The problem is true multitasking is impossible! Have you ever tried to attend two conference calls at the same time? (Come on, admit it, everyone has tried to pull this off at least once!) It just simply can’t be done. When you try to do two things at once, you almost certainly end up missing bits and pieces of each individual task.
If you actually think you can do two, let alone three or four things at the same time, you are fooling yourself; and your productivity is suffering because if it. That’s bad news, but the good news is that you can still give the illusion of having many balls in the air while keeping your stress levels down and impressing your manager.
The key to becoming a multitasking ninja is to change your mindset. While multitasking is the act of doing multiple things at the same time. Multiplexing is the act of breaking tasks into multiple bite size chunks and working them individually until the sum of the tasks is complete.
So, take the word “Multitasking” out of your vocabulary. It’s like a four letter word that only leads to stress and subpar results. Multiplexing is the solution. It’s not just a word. Its a mindset, an approach and a discipline.
So how do you do it?
Take your massive pile of work and split it up! This can take a little practice if you aren’t doing it already, but try to break your work down into individual pieces that can be completed independently. Let’s call these chunks subtasks.
You’ll know that you have a good set of subtasks when you can look at them and not break them down any further. If you look at a subtask and it contains the words “then” or “and”, try to break it down even further. The smaller the subtask, the better.
Next, take all your subtasks and figure out which ones are critical. Your definition of critical could be subtasks that need to be completed today, or subtasks that need to be completed in the next hour. You can also complete the subtasks that unblock other subtasks or unblock other people from doing their work.
Pro Tip: There is nothing more stressful than knowing that coworkers are waiting on you to get something done. If you can tackle those “blockers” first, you might actually get some peace and quiet!

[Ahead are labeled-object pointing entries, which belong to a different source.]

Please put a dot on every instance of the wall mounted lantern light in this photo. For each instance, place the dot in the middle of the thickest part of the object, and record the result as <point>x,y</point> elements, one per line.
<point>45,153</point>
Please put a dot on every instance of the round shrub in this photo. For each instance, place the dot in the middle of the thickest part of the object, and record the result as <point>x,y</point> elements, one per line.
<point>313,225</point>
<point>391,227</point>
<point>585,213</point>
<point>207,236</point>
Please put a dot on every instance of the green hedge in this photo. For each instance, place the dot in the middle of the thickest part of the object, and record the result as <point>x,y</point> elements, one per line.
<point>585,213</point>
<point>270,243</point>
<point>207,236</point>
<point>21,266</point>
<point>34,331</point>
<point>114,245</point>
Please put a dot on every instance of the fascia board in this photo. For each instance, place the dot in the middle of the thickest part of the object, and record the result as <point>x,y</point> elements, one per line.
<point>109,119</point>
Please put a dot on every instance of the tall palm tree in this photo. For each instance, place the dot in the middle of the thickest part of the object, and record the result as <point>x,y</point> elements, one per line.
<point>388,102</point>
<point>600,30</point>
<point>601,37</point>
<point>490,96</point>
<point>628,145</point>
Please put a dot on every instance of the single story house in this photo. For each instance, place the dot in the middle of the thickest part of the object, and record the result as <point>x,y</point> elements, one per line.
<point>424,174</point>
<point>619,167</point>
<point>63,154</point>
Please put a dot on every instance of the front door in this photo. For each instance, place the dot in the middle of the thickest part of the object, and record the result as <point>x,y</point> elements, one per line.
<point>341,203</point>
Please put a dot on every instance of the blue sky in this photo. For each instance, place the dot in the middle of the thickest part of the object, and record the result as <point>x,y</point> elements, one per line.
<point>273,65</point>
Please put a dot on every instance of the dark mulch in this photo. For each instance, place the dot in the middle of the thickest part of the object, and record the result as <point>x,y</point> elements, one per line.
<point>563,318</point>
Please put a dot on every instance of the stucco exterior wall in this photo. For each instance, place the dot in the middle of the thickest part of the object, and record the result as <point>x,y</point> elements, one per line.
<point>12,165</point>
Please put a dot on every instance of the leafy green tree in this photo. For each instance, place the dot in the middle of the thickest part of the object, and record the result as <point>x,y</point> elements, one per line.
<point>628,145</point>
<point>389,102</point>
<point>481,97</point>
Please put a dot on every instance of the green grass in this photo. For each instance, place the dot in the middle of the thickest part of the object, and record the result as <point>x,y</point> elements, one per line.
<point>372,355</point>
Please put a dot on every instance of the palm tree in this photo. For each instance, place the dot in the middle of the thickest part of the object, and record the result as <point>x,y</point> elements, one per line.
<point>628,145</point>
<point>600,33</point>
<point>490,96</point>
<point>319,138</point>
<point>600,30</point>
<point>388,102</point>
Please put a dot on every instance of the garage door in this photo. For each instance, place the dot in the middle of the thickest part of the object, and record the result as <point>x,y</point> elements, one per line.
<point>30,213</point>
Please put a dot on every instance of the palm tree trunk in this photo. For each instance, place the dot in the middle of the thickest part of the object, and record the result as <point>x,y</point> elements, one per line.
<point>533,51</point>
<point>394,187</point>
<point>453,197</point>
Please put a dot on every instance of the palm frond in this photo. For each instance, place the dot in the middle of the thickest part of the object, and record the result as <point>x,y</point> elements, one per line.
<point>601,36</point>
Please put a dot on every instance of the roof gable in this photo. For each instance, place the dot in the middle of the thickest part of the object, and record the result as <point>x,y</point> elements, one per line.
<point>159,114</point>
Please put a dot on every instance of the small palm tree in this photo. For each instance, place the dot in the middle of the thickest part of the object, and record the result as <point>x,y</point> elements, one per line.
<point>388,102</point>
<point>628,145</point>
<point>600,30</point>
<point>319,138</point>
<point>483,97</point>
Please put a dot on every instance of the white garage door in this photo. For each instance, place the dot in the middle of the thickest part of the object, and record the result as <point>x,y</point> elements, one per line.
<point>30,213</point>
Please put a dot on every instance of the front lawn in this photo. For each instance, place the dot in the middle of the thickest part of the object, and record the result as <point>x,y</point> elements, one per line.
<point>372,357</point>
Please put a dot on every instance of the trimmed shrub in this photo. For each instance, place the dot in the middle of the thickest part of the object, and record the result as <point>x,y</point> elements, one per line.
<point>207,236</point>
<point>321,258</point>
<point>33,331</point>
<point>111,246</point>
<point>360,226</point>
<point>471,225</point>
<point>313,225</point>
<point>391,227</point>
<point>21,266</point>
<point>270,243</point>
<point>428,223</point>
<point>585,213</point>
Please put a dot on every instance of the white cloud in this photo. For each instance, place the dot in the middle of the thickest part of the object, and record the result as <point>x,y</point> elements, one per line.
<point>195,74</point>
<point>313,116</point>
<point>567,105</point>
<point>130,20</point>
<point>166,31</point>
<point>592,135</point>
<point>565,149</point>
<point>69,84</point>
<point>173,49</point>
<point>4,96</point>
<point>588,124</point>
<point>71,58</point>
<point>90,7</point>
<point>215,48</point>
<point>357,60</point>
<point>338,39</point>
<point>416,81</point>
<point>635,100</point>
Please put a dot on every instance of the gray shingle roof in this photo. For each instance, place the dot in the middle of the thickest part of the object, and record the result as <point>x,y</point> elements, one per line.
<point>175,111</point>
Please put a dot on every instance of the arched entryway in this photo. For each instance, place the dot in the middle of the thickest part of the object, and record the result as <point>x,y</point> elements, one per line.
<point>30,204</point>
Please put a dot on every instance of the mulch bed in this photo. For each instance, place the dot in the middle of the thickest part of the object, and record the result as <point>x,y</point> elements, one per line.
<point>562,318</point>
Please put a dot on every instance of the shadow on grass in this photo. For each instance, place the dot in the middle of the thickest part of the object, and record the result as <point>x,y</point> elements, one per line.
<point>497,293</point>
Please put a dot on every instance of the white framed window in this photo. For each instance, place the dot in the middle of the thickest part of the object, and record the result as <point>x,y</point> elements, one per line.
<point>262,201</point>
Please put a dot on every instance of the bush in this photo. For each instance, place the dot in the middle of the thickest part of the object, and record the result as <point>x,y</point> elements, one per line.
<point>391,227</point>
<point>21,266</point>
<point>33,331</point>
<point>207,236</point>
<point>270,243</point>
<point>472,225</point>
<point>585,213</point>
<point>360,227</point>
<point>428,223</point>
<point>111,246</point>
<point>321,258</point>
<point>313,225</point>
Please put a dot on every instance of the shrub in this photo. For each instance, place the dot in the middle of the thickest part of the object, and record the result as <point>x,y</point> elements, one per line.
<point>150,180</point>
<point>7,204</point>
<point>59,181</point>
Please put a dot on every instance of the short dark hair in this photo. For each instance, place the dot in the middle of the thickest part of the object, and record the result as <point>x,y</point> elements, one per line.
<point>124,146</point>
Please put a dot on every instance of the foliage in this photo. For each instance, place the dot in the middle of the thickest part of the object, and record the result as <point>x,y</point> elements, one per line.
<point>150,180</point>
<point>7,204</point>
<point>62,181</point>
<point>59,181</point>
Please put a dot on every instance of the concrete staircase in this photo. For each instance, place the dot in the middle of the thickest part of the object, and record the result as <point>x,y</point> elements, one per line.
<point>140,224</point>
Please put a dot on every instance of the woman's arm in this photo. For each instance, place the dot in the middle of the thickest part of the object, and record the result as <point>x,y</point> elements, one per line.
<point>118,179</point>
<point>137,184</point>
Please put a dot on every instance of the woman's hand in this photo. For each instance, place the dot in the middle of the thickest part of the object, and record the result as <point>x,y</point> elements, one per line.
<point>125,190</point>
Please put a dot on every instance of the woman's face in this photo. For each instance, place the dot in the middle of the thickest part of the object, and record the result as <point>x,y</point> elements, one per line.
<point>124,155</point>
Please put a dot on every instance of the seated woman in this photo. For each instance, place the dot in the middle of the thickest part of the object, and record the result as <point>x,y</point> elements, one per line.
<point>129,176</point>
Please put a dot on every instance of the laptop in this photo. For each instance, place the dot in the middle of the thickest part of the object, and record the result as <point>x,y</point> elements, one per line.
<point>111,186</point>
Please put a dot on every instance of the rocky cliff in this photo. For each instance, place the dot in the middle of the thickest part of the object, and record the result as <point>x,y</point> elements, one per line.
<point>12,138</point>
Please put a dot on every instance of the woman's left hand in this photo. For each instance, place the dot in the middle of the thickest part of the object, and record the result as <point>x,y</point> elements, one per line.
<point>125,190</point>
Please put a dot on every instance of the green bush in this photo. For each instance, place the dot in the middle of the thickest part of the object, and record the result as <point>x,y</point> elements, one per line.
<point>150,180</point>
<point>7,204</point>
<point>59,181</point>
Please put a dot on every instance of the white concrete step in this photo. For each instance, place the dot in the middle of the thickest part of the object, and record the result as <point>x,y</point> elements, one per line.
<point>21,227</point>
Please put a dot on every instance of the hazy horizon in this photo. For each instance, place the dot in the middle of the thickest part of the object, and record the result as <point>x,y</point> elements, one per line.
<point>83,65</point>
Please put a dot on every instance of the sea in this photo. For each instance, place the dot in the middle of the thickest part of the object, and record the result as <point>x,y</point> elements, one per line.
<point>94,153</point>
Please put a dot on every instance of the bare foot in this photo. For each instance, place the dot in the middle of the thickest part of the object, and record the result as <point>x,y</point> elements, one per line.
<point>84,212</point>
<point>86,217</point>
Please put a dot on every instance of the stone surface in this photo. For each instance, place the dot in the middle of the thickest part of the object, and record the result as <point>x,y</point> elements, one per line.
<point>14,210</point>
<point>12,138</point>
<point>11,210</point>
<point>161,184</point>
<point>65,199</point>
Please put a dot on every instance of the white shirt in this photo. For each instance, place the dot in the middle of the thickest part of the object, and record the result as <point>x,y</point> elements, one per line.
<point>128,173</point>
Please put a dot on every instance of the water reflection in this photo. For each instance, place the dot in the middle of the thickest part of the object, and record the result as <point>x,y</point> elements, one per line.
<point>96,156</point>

OK, now the critical stuff is out of the way. Doesn’t this feel better already? Now that nobody’s bothering you, you can focus on doing some stuff in whichever order you want. From my experience, i’ve found that mixing up the fun tasks with the eye bleeding painful stuff will allow you to get everything done without the emotional rollercoaster.

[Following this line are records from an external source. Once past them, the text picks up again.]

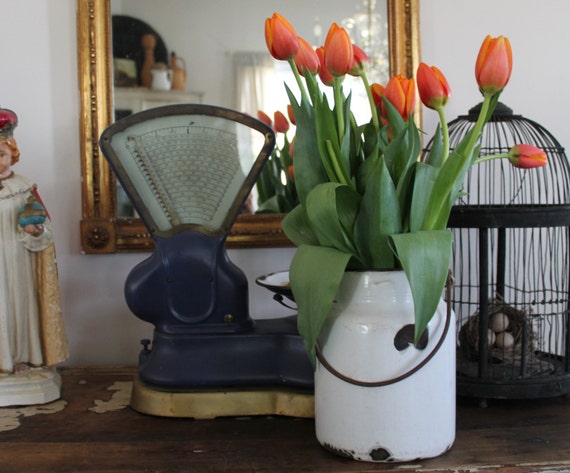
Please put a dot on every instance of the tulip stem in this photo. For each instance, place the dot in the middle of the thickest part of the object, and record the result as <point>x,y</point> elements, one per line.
<point>489,157</point>
<point>338,105</point>
<point>300,84</point>
<point>373,109</point>
<point>444,132</point>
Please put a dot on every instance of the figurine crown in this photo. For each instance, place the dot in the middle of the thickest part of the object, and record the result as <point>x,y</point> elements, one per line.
<point>8,121</point>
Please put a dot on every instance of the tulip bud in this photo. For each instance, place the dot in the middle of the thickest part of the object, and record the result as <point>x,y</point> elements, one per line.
<point>433,87</point>
<point>359,59</point>
<point>527,156</point>
<point>290,114</point>
<point>262,116</point>
<point>281,123</point>
<point>291,172</point>
<point>494,65</point>
<point>338,51</point>
<point>326,77</point>
<point>400,92</point>
<point>306,58</point>
<point>281,38</point>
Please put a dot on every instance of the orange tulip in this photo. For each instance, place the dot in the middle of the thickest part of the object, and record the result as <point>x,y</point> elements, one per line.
<point>262,116</point>
<point>377,93</point>
<point>291,172</point>
<point>494,64</point>
<point>281,38</point>
<point>527,156</point>
<point>326,77</point>
<point>359,59</point>
<point>306,59</point>
<point>281,123</point>
<point>400,92</point>
<point>338,51</point>
<point>433,86</point>
<point>290,113</point>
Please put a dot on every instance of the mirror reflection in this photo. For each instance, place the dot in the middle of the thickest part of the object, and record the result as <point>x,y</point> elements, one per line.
<point>169,54</point>
<point>204,52</point>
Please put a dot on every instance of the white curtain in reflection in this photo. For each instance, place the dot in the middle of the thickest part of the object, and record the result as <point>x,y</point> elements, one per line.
<point>254,74</point>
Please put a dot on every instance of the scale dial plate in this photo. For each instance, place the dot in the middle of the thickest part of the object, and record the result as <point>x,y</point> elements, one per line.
<point>188,166</point>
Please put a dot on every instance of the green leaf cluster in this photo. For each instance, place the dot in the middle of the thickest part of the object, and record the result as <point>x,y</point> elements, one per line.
<point>369,200</point>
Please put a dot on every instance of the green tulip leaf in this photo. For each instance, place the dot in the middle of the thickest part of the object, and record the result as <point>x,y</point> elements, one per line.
<point>297,227</point>
<point>425,257</point>
<point>315,275</point>
<point>379,217</point>
<point>331,209</point>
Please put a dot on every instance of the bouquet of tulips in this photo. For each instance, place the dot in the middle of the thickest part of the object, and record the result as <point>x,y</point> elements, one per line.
<point>276,183</point>
<point>369,199</point>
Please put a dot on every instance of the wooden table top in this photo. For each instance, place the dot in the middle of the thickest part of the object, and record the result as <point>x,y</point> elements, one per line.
<point>91,429</point>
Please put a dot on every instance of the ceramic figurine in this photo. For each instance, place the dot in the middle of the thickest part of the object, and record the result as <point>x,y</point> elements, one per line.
<point>32,335</point>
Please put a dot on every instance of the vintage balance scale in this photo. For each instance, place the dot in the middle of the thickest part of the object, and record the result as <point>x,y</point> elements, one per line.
<point>188,169</point>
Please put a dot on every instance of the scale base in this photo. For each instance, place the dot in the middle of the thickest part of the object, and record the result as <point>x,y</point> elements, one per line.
<point>205,404</point>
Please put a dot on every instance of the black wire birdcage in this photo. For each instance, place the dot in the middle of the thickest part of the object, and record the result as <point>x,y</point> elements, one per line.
<point>511,265</point>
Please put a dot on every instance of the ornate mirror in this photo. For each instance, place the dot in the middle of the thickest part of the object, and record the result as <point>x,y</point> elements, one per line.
<point>102,230</point>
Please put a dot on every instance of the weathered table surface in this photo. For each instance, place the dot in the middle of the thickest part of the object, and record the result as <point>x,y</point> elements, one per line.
<point>91,429</point>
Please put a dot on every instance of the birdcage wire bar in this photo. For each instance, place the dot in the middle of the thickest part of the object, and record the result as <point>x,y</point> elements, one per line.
<point>511,231</point>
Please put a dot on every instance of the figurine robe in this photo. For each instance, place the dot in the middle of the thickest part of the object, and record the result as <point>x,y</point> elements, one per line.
<point>31,322</point>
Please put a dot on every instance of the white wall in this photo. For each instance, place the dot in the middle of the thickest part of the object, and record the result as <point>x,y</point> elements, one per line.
<point>39,82</point>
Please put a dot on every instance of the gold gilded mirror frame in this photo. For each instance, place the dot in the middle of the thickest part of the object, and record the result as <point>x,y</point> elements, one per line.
<point>101,230</point>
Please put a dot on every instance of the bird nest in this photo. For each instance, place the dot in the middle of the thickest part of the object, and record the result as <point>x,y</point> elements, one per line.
<point>509,335</point>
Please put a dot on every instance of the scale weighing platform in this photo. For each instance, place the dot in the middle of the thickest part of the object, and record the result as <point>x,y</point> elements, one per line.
<point>188,170</point>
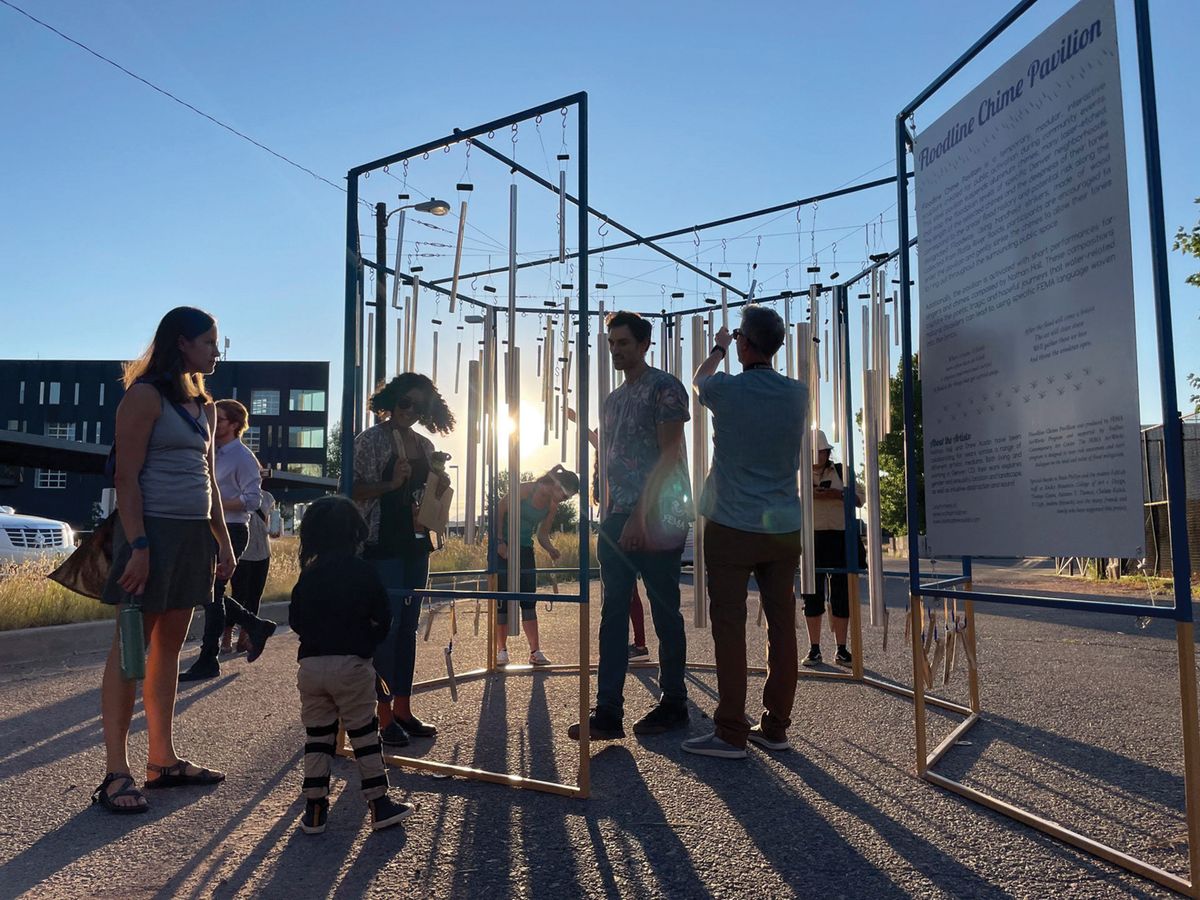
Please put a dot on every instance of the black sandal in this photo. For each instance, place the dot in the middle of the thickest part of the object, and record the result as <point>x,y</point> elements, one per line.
<point>178,777</point>
<point>108,801</point>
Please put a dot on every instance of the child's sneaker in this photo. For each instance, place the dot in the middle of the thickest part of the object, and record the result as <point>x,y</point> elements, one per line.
<point>316,813</point>
<point>387,813</point>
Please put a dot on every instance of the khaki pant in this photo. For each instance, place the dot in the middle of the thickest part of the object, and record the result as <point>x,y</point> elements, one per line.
<point>334,688</point>
<point>731,557</point>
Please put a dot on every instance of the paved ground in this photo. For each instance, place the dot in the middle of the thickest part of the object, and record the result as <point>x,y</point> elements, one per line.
<point>1083,725</point>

But hey, maybe that’s not how you want to do it. That’s cool. You can do these things your way. Maybe you prefer to get the annoying stuff done early and then have some fun later in the day. Maybe you prefer to put off the terrible subtasks till the very last minute and hate your life for while (not recommended). Either way, just know that you are getting stuff done and looking like a pro!

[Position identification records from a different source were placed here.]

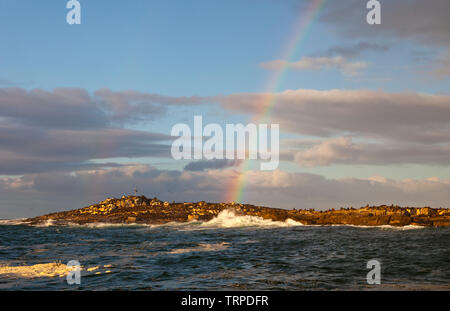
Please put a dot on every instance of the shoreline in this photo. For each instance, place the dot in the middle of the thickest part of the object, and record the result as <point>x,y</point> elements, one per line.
<point>142,210</point>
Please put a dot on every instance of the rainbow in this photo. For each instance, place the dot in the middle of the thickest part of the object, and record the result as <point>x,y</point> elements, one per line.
<point>237,186</point>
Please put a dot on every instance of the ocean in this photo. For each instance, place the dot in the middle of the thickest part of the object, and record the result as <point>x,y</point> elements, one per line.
<point>226,253</point>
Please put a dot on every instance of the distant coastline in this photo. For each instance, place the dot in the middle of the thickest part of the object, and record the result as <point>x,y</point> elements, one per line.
<point>143,210</point>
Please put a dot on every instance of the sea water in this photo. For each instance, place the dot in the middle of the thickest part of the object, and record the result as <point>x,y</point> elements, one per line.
<point>229,252</point>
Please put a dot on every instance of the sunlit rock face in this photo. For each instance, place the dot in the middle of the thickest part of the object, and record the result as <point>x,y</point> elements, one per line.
<point>140,209</point>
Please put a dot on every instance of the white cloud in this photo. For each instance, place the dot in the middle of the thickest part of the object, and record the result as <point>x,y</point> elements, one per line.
<point>62,191</point>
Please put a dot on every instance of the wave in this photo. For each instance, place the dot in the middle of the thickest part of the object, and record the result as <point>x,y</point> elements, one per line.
<point>407,227</point>
<point>225,219</point>
<point>229,219</point>
<point>13,222</point>
<point>202,247</point>
<point>53,269</point>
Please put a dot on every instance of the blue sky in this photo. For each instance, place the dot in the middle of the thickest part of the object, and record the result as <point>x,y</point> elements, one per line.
<point>178,48</point>
<point>216,51</point>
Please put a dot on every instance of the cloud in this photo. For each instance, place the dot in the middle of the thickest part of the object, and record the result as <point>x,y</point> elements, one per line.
<point>425,22</point>
<point>396,117</point>
<point>441,65</point>
<point>203,165</point>
<point>69,129</point>
<point>340,63</point>
<point>354,50</point>
<point>343,151</point>
<point>62,191</point>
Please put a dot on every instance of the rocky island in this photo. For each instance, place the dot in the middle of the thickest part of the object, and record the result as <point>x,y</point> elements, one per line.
<point>143,210</point>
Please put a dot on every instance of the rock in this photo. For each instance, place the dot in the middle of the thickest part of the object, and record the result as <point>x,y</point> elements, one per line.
<point>129,209</point>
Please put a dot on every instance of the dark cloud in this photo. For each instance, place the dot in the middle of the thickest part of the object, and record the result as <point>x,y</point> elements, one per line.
<point>344,151</point>
<point>68,129</point>
<point>36,194</point>
<point>396,117</point>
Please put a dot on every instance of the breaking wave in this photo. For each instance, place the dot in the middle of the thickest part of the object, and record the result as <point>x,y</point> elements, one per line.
<point>53,269</point>
<point>229,219</point>
<point>202,247</point>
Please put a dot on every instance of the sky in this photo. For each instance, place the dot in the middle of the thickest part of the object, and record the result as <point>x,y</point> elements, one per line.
<point>86,110</point>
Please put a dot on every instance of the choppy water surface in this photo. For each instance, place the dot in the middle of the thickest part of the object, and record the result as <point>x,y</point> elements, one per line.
<point>229,252</point>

Every now and then it’s a good idea to take a step back and look at what subtasks are left in order mark something “done”. You may find that you can finally finish something if you just power through those last couple subtasks.
If you find yourself in this position, I would highly recommend prioritizing finishing something over anything else. Everyone loves when something is finished, so take the win and just get it done.
Last, but certainly not least, is my absolute favorite way to lighten your workload. Delegate! Delegating is not just for managers anymore. If you work in a team, it’s really important to take a look at your subtasks and ask one question: “Am I the right person to be doing this work?” If not, find the right person and let them take on the task.
This approach helps in two different ways and it is also a game of give and take. Naturally if you delegate subtasks to co-workers, you should expect that they will do the same in return. This is perfectly fine because hopefully everyone will end up with subtasks that they are either interested in doing or very efficient at completing. Delegating allows the team to complete work faster overall and everyone wins.
Quitting the multitasking rat race takes a little bit effort and discipline, but will absolutely affect your day-today. One word of caution: it can be very easy to slip back into old habits! Try to start your day, every day, by assessing your tasks, breaking them up and working them on subtask at a time. By reassessing daily, you can ensure the old habits wont sneak their way back into your routine.